I continue to reflect on differing aspects of pilgrimage in the Yoruba and Dahomean worlds. The grounded elder Susanne Wenger in her book A Life with the Gods in their Yoruba Homeland writes about a wandering sort of pilgrimage:
If the god wishes it, a Shoponno priest goes from town to town as a mendicant, the living recipient of ritual gifts (formerly copper coins) which are means of atonement for the giver. He dresses in a short camwood-red smock, his hair finely plaited. On his frock, cowry shells and little bells are sewn as a warning of a dangerous god’s arrival. As he proceeds on his way, reciting the praise songs of Obalúayé and all the cult [sic] subsections, broom--straws are thrown at him together with the coins. In picking them up, he adds prayers on behalf of the donor to his recitations.

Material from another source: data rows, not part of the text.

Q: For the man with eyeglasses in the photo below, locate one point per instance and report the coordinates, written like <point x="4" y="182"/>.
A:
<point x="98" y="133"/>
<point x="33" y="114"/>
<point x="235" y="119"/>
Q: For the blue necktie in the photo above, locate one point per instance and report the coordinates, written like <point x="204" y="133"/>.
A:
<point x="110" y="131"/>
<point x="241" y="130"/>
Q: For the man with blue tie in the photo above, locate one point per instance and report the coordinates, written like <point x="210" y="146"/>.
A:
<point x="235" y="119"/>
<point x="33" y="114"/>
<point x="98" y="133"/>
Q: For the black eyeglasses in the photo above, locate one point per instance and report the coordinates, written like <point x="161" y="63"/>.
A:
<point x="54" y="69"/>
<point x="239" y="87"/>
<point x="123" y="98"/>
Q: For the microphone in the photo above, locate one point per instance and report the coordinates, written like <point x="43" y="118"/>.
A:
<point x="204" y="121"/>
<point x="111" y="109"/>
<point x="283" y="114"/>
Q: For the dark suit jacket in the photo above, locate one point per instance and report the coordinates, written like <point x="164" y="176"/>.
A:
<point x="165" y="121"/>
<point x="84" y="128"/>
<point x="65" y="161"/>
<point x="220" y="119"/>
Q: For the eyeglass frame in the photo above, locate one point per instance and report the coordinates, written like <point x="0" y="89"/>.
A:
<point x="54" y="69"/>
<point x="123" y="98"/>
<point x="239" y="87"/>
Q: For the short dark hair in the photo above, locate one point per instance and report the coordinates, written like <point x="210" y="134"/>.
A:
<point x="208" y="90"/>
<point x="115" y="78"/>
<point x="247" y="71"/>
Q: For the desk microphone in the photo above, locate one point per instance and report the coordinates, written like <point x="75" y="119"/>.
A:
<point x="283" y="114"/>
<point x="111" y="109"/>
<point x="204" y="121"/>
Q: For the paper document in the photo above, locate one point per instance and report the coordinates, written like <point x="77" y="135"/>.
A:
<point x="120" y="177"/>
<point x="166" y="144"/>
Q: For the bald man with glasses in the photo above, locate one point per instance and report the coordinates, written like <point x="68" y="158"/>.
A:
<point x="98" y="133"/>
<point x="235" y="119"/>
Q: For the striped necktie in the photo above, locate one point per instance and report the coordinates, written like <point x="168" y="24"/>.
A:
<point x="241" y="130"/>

The blossoming broom-shrub is his alter ego, but can be impersonated by the the broom of palmleaf stalks [known in Cuba as the ]… The mendicant uses the donated coins for a ceremony for the god; the broom-stalks he would bind together to sweep his shrine praising the god on behalf of the donors (pp. 173-175).
While Wenger is describing how people worship Babalú-Ayé in Nigeria in the 1980s, the African-inspired traditions in Cuba certainly still see him as a mendicant. This wandering somehow seems both related to and different from pilgrimage in its usual sense. The priest—and the god he is imitating—is not moving from a home place toward a specific destination thought to be the residence of some special manifestation of the divine, as is usually the case with pilgrimages. Rather he wanders from place to place, receives offerings, makes prayers, and gathers up his ritual broom. His place of departure and his destination are the same: his home shrine, where again he prays for everyone who has donated to his ceremony and his broom. With these prayers he sweeps out negativity of all kinds.
The overwhelming social aspect of this ritual wandering is intriguing. The priest encounters people in different towns, reminding them of the god and providing an easy opportunity to engage with him. While this pattern reminds me of the missionaries of San Lázaro in Cuba, it also recalls the story from Ojuani Meji where Babalú-Ayé, covered with sores, wanders from place to place. The random people he meets greet him only by throwing water on him and saying “Nlo burukú!” (evil be gone). Again, Babalú-Ayé embodies the unwanted reality of sickness and carries away the negativity for everyone he encounters.